Gemeente Oosterhout renoveerde onlangs op circulaire wijze twee fietsbruggen. Beheerder John Broeke liet zich inspireren door Ingenieursbureau Westenberg. “Ik stond zeker open voor deze manier van werken, maar tegelijkertijd was het voor mij een ver-van-mijn-bed-show. Dankzij de gedrevenheid van Ingenieursbureau Westenberg zie ik nu de mogelijkheden. Dit smaakt naar meer”, zegt Broeke.
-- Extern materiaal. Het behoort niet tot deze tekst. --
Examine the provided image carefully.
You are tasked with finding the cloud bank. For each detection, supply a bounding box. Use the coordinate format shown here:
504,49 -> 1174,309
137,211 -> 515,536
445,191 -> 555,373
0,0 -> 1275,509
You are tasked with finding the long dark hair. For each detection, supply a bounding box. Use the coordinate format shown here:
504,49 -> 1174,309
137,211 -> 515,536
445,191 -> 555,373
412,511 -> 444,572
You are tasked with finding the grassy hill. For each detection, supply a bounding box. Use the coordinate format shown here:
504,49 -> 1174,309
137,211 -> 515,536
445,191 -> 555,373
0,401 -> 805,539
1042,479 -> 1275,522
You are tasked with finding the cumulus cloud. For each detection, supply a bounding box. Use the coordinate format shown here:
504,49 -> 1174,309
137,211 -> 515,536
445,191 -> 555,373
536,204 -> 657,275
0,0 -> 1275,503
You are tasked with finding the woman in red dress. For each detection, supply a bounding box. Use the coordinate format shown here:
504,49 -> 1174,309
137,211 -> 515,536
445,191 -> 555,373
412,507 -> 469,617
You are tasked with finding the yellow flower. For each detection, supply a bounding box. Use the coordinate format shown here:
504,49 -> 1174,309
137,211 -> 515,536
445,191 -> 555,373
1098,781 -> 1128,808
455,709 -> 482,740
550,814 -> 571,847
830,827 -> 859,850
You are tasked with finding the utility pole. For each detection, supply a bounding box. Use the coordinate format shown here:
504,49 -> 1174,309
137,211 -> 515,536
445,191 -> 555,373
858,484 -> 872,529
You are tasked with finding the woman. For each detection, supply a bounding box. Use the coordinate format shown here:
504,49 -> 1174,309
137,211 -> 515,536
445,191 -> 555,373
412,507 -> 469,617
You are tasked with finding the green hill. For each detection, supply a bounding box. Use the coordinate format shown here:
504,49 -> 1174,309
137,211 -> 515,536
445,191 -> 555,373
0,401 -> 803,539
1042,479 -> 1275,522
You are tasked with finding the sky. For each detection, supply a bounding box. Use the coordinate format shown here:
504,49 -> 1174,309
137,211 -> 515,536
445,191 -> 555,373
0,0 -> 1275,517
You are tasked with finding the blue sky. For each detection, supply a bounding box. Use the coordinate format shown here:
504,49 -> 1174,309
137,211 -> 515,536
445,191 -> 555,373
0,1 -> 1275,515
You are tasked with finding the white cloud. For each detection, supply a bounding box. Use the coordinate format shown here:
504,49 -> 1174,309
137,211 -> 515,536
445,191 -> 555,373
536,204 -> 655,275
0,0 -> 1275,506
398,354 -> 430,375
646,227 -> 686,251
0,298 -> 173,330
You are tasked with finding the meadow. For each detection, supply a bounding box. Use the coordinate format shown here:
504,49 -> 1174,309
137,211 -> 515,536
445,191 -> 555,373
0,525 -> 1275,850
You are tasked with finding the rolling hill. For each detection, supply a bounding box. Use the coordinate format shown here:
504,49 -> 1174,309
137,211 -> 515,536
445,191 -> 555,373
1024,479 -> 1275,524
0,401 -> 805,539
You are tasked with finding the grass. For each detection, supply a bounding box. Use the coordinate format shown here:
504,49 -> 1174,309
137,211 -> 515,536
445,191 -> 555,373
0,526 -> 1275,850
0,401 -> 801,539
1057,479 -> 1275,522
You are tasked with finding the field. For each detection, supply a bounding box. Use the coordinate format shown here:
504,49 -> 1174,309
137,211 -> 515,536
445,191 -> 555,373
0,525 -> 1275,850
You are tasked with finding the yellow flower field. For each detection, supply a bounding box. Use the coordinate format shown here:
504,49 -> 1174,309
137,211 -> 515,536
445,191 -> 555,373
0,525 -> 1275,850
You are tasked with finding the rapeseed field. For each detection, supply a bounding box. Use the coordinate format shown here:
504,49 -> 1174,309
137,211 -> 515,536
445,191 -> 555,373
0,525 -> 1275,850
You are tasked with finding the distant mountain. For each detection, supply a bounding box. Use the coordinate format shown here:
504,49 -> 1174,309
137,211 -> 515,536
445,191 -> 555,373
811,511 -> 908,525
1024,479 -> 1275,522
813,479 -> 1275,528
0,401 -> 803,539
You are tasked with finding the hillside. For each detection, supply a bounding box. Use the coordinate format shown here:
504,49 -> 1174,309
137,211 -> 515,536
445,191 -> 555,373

Uit inspectie bleek dat de twee bruggen aan renovatie toe waren. Westenberg maakte samen met de gemeente en specialist Haasnoot Bruggen in bouwteamverband een plan. Ze vervingen één brug volledig volgens de CUR213-systematiek. Emile Hoogterp van Ingenieursbureau Westenberg is een van de opstellers van deze richtlijn over de duurzame detaillering van hout.
Als nieuw
“We pasten zoveel mogelijk secundaire materialen toe”, vertelt Broeke. “Van een van de bruggen gebruikten we het brugdek opnieuw. Ook kregen we een gebruikte leuning van de gemeente Apeldoorn en een stalen leuning van een project van Rijkswaterstaat. Het mooie vind ik dat beide bruggen er als nieuw uit zien. We hebben geen enkele negatieve reactie gehoord.”
FSC Recycled
Ook Ingrid Haasnoot van Haasnoot Bruggen kijkt positief terug op het project. Zij wijst onder meer op het gebruik van FSC Recycled label. “Hout met dat label komt van hergebruikt materiaal wat traceerbaar is tot aan de bron. Dat hebben we toegepast bij het oplengen van de heipalen. Alleen de delen die verrot waren (vanaf circa twintig centimeter onder de waterlijn) hebben wij vervangen met gerooide palen uit onze recycle voorraad” , vertelt Haasnoot. De aannemer heeft een voorraad FSC Recycled hout dat is vrijgekomen bij eerdere projecten. “Omdat wij een FSC-gecertificeerd bedrijf zijn, hebben opdrachtgevers bij ons de garantie dat het ook om echt FSC-hout gaat”, benadrukt Haasnoot.
Goede ontwikkeling
Ze vindt bij het project in Oosterhout vooral de combinatie van hergebruikt staal en hout bijzonder. “Samen dachten we over elk detail uitgebreid na. Dan maak je soms verrassende keuzes. Voor het kopschot gebruikten we bijvoorbeeld kunststof. Uit oogpunt van circulariteit zou je voor hout kiezen, maar vanwege de levensduur maakten we een andere keuze”, vertelt Haasnoot. “In onze branche denken we op deze manier steeds beter na over materiaalgebruik. Steeds vaker is de circulaire afweging belangrijker dan de financiële afweging. Dat vind ik een hele goede ontwikkeling.
Andere werkwijze
Volgens Broeke heeft het project ook in Oosterhout iets in gang gezet. Oosterhout brengt bijvoorbeeld binnen de eigen gemeente materialen in kaart die geschikt zijn voor hergebruik. “Wij bouwen een houtvoorraad op waarmee onze buitendienst makkelijker zelf reparaties en onderhoud aan kunstwerken kan uitvoeren. Dan hoef je niet voor elke klus een aannemer in te schakelen. Dat bespaart niet alleen geld, maar ook vervoersbewegingen en dus Co2-uitstoot. We zijn op een andere manier gaan denken.”
Marktplaats voor materialen
Broeke ziet veel ruimte voor verbeteringen in het circulair werken. Hij mist een ‘soort marktplaats’ voor materialen. “Rijkswaterstaat biedt wel materialen aan, maar die zijn vaak te massaal voor gemeenteland. Gemeenten hebben zelf een gezamenlijke databank nodig, zodat je heel makkelijk ziet welke circulaire materialen beschikbaar zijn”, zegt Broeke. Dankzij de duurzame renovatie van de twee bruggen (en een keerwand) bespaarde Oosterhout 75,9 ton CO2-eq. Ingenieursbureau Westenberg stelde ook een materialenpaspoort inclusief MKI-berekening op.